Why not me?
My professional jealousy has gone into overload over lockdown
On Monday evenings, Nicola Slawson and I run life writing sessions and this week, towards the end of the session, Nicola told everybody I had a book deal. Nicola quickly followed it up with: ‘I don’t have one, though.’
I really want this newsletter to grow and I’ve spent a lot of time in the last few weeks thinking about how many more newsletter subscribers Nicola has than me for The Single Supplement.
Nicola’s comment made me realise that I’ve been so wrapped up in professional jealousy and comparing myself with others in my field that I’ve forgotten what I have achieved at work. I spent years wanting a publisher for my book, got it and then focused on how I didn’t have as many newsletter subscribers or social media followers as my friends.
I’ve been resistant to blame the pandemic for everything because it seems like the easy option to do so. Instead, I’ve often talked about how the pandemic has ‘shone a light’ on existing issues. But I’m done. I’m blaming the pandemic for everything. Living under lockdown and in fear of an invisible threat for so long has flipped my brain inside out, left, right and centre and the latest form my madness is taking is in shape of a ravaging, all-consuming and nasty season of professional jealously.
Why not me? My whiny mind keeps going while I’m scrolling through social media feeds for the hundredth time that day.
It’s not just other people’s successes I’m jealous of: it’s how people seem to be able to do more than me. Studies have shown that ‘lockdown makes us all a little more distracted, sluggish and fatigued – cognitive problems that may be affecting our performance at work and our social interactions outside of it.’
Doing work has been harder to do than ever and at the same time, what others have been able to do is more visible to us as we spend our lives stuck at home scrolling through the internet. It pains me to see what appears to be people being able to do more than me. How does she have the time to post so much on social?
Jealousy is a nasty feeling and it’s often swiftly followed by shame. Shame has been an extra layer on top of a lot of our pandemic feelings – how dare I complain when I’m healthy and my life is so comfortable? However, I’m done with that too. Saying out loud what we’re thinking and owning up to our professional jealousy is an important part of the healing process.
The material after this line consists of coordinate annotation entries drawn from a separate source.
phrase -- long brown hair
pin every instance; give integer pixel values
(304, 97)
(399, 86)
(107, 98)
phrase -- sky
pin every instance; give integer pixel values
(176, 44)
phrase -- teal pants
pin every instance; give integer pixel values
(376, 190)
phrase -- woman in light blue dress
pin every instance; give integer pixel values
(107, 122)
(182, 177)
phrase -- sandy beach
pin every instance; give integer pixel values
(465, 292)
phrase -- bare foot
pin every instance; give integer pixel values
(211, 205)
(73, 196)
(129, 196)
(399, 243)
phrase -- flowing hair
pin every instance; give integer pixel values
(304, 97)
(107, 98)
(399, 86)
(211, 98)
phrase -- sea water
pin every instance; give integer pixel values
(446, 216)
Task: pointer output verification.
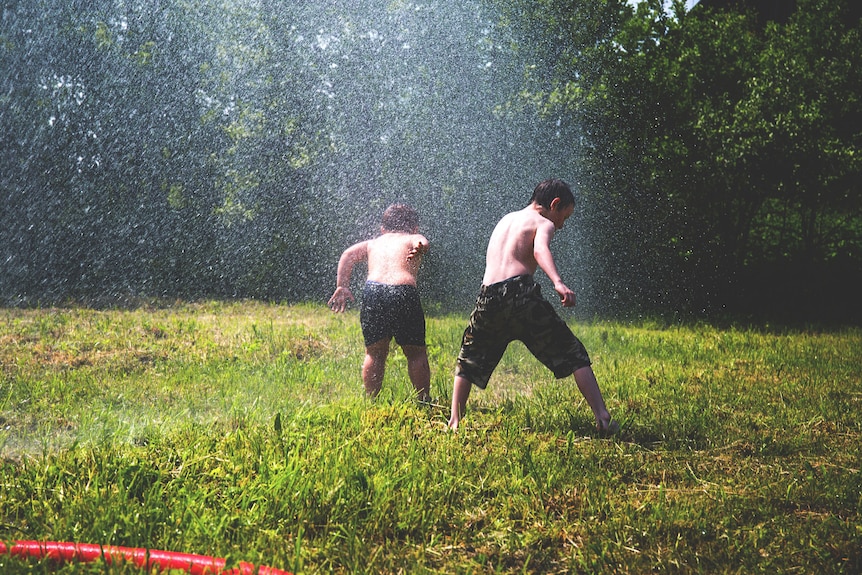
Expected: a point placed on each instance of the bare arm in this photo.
(351, 256)
(542, 253)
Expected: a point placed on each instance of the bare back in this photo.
(394, 258)
(511, 249)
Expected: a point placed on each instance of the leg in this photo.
(418, 370)
(460, 393)
(374, 366)
(589, 387)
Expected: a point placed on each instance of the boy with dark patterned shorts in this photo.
(390, 299)
(510, 305)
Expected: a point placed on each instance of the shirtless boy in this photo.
(390, 300)
(510, 305)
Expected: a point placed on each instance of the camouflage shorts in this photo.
(510, 310)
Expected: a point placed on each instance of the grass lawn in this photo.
(240, 430)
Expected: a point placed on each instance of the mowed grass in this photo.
(240, 430)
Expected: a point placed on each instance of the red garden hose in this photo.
(141, 558)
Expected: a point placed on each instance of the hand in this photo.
(338, 301)
(567, 296)
(417, 250)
Nicola and I shared with each other what we felt we were lacking and there was comfort in knowing I wasn’t alone. We paused the conversation to go and do our workouts. ‘Isn’t it amazing, that we live and work in a way that we can go and do our workouts now?’ I said. We’re putting our minds, bodies and our health above doing another Instagram post or whatever the next thing I’ve been beating myself up for not having done at work.
The cure for comparison is simple and as luck would have it, my homework this week for my happiness course was to focus on what I have rather than what I was lacking and each night I write ten things I’m grateful for from my day. As I jot down the bread I had for breakfast, the episode of Line of Duty I enjoyed and the connection I shared with Nicola as we swapped stories of our professional jealousy, I feel a lot better for having considered what I have, rather than haven’t achieved. It also forces me to consider myself more compassionately because the pandemic is to blame for everything and it comforts me to know that the ten things on my list that day, like me, are good enough.